HGH, banned under the World Anti-Doping Agency's code, also cannot be brought into Australia for personal use or used there without a prescription. It was one of a number of performance-enhancing drugs added to a list of prohibited imports by Australian customs officials in 1999 and 2000 as part of the government's "Tough on Drugs in Sport" policy leading up to the Sydney Olympics.

Odesnik played at the U.S. Men's Clay Court Championships last week in Houston, where he reached the semifinals. Officials from the International Tennis Federation and the ATP acknowledged they were investigating Odesnik but said they could not prevent him from competing in the meantime. He faces sanctions including a two-year suspension from tennis authorities.

Excerpts from Magistrate Graham C. Lee's ruling in the Odesnik case:

"Mr. Odesnik is an elite athlete who should have been well aware of the sensitivities in having possession of the vials without first obtaining appropriate approvals. When speaking with customs officers, Mr. Odesnik in my view tried to cover up his possession of these vials on the basis that he had a career-ending injury and that a doctor had prescribed the vials of Serostim to him ... this turned out to be incorrect. While he subsequently offered information through his lawyers that he bought them off the Internet, in my view that is a token level of cooperation only… I found Mr. Odesnik's explanation for his possession of the vials to be unsatisfactory to say the least.

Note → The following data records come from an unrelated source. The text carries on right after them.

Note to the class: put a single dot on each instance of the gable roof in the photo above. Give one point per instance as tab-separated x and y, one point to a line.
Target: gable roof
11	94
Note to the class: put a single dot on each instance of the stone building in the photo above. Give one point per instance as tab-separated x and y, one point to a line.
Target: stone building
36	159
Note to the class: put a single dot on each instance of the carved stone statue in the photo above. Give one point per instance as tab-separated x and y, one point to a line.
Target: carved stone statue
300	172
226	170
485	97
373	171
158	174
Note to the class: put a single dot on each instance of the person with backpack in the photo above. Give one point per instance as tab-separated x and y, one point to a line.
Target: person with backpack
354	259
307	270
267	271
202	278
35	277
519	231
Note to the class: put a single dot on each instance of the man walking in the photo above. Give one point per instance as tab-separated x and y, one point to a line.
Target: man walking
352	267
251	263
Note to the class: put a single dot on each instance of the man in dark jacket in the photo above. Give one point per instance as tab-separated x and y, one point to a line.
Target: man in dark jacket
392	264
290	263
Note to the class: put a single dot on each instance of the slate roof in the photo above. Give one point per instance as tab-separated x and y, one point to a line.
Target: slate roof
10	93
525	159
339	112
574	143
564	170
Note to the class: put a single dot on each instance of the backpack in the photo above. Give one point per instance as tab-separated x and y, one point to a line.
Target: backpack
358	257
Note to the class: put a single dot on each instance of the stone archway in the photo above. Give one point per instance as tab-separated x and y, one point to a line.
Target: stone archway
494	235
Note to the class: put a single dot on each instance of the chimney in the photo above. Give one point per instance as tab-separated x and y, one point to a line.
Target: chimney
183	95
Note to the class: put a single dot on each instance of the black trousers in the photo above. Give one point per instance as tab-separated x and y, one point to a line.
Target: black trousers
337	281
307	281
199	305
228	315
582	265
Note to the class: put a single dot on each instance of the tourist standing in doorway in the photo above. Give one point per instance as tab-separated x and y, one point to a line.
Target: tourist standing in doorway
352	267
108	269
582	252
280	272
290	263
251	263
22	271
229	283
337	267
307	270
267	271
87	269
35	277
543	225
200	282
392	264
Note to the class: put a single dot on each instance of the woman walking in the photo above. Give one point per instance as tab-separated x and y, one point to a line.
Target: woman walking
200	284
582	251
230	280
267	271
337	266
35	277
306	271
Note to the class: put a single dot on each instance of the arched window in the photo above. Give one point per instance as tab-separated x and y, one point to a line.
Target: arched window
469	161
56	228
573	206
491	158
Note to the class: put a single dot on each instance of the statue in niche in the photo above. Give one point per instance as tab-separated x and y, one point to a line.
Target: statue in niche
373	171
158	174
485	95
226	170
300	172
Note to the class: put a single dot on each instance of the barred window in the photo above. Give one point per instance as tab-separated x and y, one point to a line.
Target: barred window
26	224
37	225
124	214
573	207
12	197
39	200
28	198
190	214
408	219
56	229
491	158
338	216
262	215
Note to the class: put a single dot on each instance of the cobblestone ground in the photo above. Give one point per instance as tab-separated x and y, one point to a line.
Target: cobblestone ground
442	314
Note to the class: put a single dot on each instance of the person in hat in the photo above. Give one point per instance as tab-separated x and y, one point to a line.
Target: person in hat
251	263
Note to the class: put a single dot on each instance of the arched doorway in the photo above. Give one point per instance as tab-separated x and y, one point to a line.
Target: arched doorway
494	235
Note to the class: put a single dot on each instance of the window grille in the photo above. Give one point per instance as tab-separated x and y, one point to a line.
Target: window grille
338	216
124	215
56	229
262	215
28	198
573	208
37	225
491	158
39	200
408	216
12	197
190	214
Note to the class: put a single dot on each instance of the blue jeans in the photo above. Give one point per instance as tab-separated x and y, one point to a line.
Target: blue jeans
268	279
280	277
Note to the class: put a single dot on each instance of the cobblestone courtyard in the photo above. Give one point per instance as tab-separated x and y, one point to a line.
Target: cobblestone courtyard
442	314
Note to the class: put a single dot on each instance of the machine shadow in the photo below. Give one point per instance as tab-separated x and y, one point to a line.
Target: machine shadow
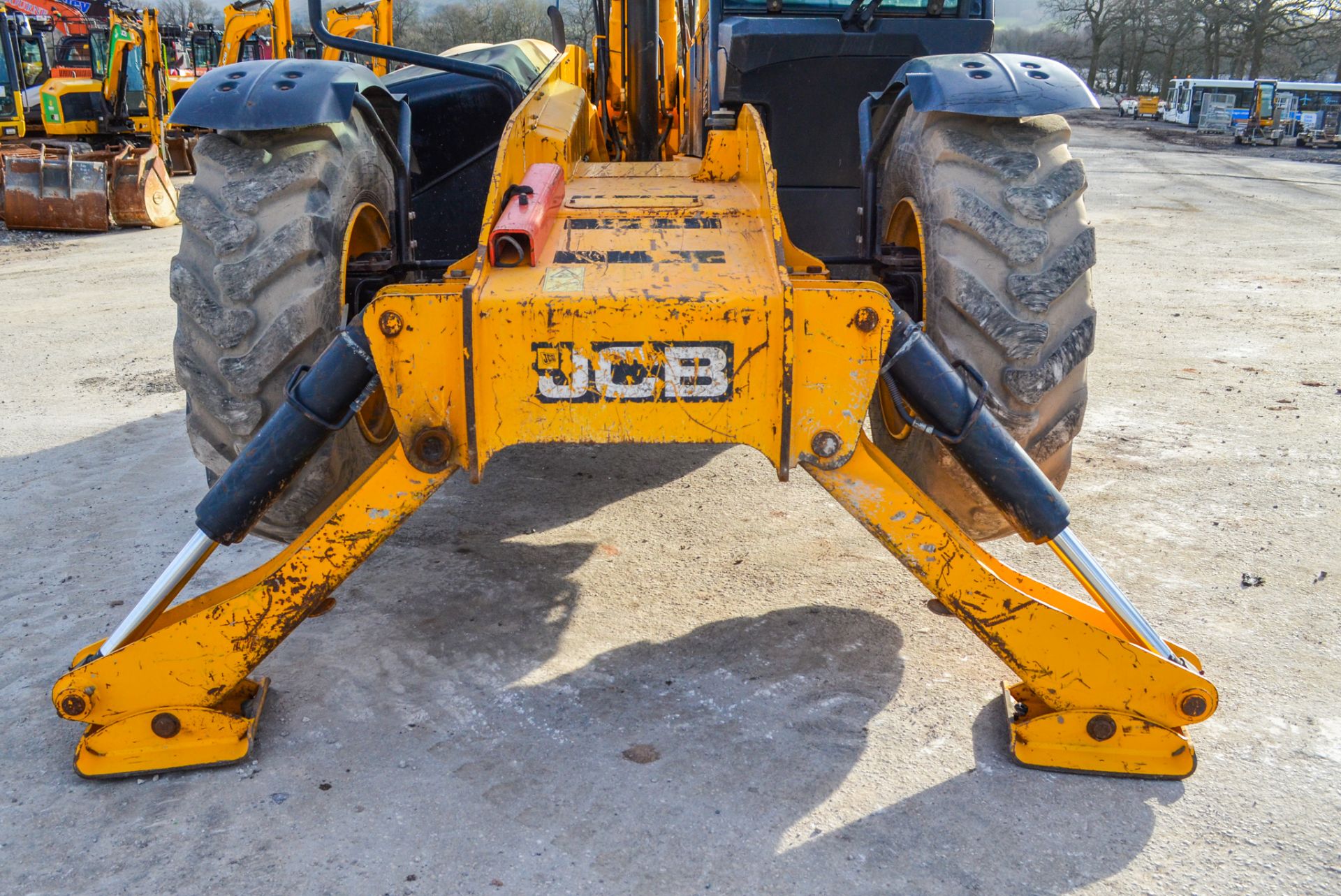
656	766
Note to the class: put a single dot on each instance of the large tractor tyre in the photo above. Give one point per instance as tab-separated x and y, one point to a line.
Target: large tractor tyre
994	205
268	231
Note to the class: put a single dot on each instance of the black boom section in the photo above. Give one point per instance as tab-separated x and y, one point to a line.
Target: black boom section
807	77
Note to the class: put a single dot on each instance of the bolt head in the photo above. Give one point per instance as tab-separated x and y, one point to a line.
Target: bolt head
1194	706
1101	727
166	725
390	323
865	320
825	444
432	448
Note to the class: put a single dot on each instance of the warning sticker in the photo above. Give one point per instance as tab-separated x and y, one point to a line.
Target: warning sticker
562	278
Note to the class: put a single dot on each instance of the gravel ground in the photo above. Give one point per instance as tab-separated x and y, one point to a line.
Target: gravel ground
660	671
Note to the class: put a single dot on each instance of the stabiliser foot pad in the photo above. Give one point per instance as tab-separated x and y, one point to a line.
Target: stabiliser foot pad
175	738
1093	741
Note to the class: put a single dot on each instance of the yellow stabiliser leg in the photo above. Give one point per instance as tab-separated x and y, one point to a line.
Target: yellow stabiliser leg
1090	699
177	695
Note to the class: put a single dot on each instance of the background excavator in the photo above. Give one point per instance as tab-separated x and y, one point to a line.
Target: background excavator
348	22
113	166
847	236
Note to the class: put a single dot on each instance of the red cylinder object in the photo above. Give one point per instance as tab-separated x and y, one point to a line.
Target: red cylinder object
527	216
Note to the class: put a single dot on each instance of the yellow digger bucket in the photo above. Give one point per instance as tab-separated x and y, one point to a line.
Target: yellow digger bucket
55	189
141	191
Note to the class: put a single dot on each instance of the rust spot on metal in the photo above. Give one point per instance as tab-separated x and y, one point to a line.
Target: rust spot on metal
166	725
1101	727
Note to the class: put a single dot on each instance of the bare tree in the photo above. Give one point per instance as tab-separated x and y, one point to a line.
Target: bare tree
1099	17
183	13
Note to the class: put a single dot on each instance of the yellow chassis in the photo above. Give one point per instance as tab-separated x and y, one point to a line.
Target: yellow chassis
667	306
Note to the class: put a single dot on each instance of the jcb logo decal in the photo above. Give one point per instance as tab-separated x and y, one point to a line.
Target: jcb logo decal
633	372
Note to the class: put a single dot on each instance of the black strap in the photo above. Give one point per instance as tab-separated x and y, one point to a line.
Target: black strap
518	189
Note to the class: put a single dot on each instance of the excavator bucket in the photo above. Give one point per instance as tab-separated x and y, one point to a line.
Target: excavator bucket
141	191
13	152
57	189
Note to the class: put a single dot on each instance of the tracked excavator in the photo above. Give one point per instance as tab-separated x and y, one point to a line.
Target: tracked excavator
848	236
109	160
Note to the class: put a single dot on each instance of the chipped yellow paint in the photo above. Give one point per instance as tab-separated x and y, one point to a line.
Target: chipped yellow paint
195	659
1072	658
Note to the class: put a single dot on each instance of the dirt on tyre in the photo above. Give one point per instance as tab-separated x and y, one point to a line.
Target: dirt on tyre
259	290
995	205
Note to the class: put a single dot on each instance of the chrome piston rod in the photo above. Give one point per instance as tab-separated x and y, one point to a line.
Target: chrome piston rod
164	589
1108	594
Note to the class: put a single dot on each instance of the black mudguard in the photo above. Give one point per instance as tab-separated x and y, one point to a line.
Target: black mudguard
1005	85
279	93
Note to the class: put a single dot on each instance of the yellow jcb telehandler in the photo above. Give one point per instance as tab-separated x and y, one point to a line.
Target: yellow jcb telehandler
851	239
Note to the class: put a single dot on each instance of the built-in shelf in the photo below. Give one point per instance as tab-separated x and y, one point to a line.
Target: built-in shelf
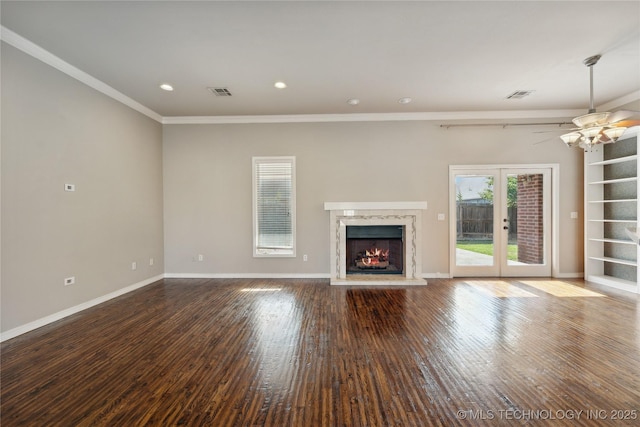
615	160
615	181
615	260
607	240
625	221
612	191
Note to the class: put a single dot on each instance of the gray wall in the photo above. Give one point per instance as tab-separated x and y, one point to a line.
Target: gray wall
56	130
207	186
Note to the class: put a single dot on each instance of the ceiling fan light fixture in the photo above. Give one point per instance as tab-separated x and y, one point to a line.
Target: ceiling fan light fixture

"It is clear that Mr. Odesnik initially did not cooperate fully with customs officers by telling them that he had a prescription for the vials when he didn't.

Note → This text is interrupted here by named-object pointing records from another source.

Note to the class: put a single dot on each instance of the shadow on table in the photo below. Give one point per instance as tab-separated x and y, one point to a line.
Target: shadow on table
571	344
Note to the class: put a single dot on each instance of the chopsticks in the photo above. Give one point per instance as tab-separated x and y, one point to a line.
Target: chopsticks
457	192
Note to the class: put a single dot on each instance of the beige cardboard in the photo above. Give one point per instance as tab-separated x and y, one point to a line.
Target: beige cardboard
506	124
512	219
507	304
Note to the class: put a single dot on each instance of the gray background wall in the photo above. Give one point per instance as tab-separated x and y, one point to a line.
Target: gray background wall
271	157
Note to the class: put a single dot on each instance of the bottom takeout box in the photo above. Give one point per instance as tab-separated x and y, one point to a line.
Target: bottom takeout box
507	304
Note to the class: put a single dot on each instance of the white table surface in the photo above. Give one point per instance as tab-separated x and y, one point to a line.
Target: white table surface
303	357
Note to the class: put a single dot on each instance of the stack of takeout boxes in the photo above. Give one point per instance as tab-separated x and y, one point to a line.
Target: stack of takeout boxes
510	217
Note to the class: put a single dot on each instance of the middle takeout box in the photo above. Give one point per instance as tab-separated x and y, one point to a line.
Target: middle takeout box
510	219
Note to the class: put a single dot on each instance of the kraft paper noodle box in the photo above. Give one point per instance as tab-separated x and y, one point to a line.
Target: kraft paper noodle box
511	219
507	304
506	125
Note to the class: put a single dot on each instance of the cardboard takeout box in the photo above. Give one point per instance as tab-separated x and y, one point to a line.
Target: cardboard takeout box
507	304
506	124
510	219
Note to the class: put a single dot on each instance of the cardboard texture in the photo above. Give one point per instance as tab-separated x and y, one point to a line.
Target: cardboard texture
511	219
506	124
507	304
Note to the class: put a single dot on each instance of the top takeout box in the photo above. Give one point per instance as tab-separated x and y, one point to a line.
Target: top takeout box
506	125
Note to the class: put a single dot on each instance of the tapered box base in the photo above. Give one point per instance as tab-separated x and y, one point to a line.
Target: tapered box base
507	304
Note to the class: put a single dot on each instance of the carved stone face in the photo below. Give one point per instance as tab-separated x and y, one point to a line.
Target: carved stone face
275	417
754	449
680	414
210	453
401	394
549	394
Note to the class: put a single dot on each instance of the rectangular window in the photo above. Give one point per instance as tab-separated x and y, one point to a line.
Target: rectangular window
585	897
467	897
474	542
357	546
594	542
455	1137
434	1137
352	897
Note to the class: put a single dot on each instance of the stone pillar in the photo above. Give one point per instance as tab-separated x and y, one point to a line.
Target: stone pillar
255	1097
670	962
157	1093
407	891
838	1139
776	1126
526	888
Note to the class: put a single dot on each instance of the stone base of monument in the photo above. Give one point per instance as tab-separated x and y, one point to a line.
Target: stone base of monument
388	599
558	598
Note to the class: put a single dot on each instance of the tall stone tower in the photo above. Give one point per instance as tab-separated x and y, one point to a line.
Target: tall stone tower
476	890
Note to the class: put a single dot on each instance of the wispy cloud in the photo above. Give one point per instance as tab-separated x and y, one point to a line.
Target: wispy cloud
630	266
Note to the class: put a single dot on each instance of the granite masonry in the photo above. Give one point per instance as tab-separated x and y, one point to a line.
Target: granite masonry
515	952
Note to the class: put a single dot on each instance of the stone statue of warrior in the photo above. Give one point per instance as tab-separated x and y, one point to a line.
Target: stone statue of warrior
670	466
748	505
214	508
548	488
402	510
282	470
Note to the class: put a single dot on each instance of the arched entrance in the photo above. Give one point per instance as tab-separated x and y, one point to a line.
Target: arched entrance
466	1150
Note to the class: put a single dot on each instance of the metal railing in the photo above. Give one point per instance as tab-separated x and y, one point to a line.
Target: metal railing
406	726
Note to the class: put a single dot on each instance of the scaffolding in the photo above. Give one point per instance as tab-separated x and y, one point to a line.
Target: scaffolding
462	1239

"Given that Mr. Odesnik is a professional international tennis player who ought to have known better and for reasons previously outlined, my view is that personal deterrence is an important factor in this case ... While he may well be banned from playing for at least one year under the (ITF's anti-doping program), personal deterrence remains important in the event he returns to the international tennis circuit.

"General deterrence is an important factor in sentencing Mr. Odesnik, who is an elite athlete coming into this country in possession of a prohibited substance, Serostim ... He must have been aware of this. If not, given his professional status as an international tennis player, he should have been aware of it. In my view, this is a case that calls for strong general deterrence so that other elite athletes who are considering similar activities will think twice before doing so.

"The issue of anti-doping violation rules is part and parcel of his job as a professional tennis player."